@raccoon Voilà, ça c'est du tuto efficace! 😆

@raccoon this is a good meme and all, but is terrible cybersecurity practice

as a programmer, i do NOT want to store your password. that is WAY too easy to do slightly wrong in a way that will leave everyone vulnerable if i ever experience a data breach and is definitely something best left to the professionals, like google and github and whatnot. they let you log in through their website, they store your password using their billions of dollars of infrastructure that they use to keep passwords safe that i do not have, and they pass me an auth token, which if it gets leaked in a data breach, is pretty much useless outside of my website. also, if you want to delete your account from my website, you don't even have to go to my website, you can just log into google's OAuth management system and say "i don't want to be associated with this website anymore" and it'll zap the OAuth key and unless i kept your email address i won't be able to interact with you at all anymore.

@AVincentInSpace @raccoon Whilst I understand it's difficult : I don't care, that is the cost of doing coding on the web.

I'm not letting Google or Facebook have custody over my credentials for other sites. It was already bad enough in December 2024 when my Meta account (*only* used for VR) was locked out for 10 days due to an issue at Meta's end. As a result, my VR headset was an unusable brick.

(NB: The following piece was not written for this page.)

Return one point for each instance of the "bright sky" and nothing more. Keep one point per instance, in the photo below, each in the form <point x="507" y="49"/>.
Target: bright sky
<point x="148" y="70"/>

It's already bad enough that Google are almost as evil as Facebook at scraping your data, and they might potentially lock you out because you're in a new location and don't have your mobile with you.

Microsoft? Trust them a bit more, but if Azure goes down that potentially bricks many sites all at once.

Apple? Look at the example of the 30 year Apple user who had their entire digital Apple existence blocked due to a dodgy gift card.

Things like Discord? They already had a personal details breach of age verification information held by a third party, which they said they didn't store.

@AVincentInSpace @raccoon

"but is terrible cybersecurity practice"

That depends on what I'm trying to protect. If I'm trying to protect my account on your specific webpage then it's not ideal, no, but if I'm trying to protect my overalll privacy and identity across the Internet in general, then it's still the best option.

@AVincentInSpace @raccoon

Good point, but storing an automatically-generated one-off password exposes the user very little.

@AVincentInSpace @raccoon You probably (almost certainly) know better than I do, in this case but using Google for all sign-ins arguably breaks the other rule about not using the exact same password for every account. Google passwords have been cracked and in this usage case the cracked G-password would give the cracker access to ALL accounts sharing the G-password.
@AVincentInSpace @raccoon Well, I have good news for you: you don't have to store any password! Hash'em like state of the art and that's it.
@raccoon If you have ever tried getting your account data deleted from a website, you will find that some make it very difficult, if not impossible.

@raccoon

I am glad that I am not alone. And even better I am in so distinguished company.

@raccoon I think it is a little bit sad openid is not generally accepted anymore. It doesn't make sense to create separate account everywhere. Using 3rd party login service is a good idea IMO. Problem is list of accepted identity providers is often very limited. No Fedora or Debian identities.
@raccoon

Why I:

• Run my own MTA (unlimited number of mailbox aliases)
Hate when sites don't allow <username>+<sorting-key>@<DOMAIN>.<TLD> addresses (when I don't feel like logging in to create a new alias or just want to use one of my throwaway webmail-providers as a registration-recipient)

I use
my MTA for registrations that I intend to have more than a "throwaway" interaction-level. I use one of the webmail providers when I don't care about the registered account or that the webmail-provider knows about it.
@raccoon whenever I find my way to sites like StackOverflow to get an answer the first I see at a corner is a 'please sign into Google', no, piss off.
@raccoon A new account *every time*
@raccoon On the other hand, site can not leak your password if it doesn't have it.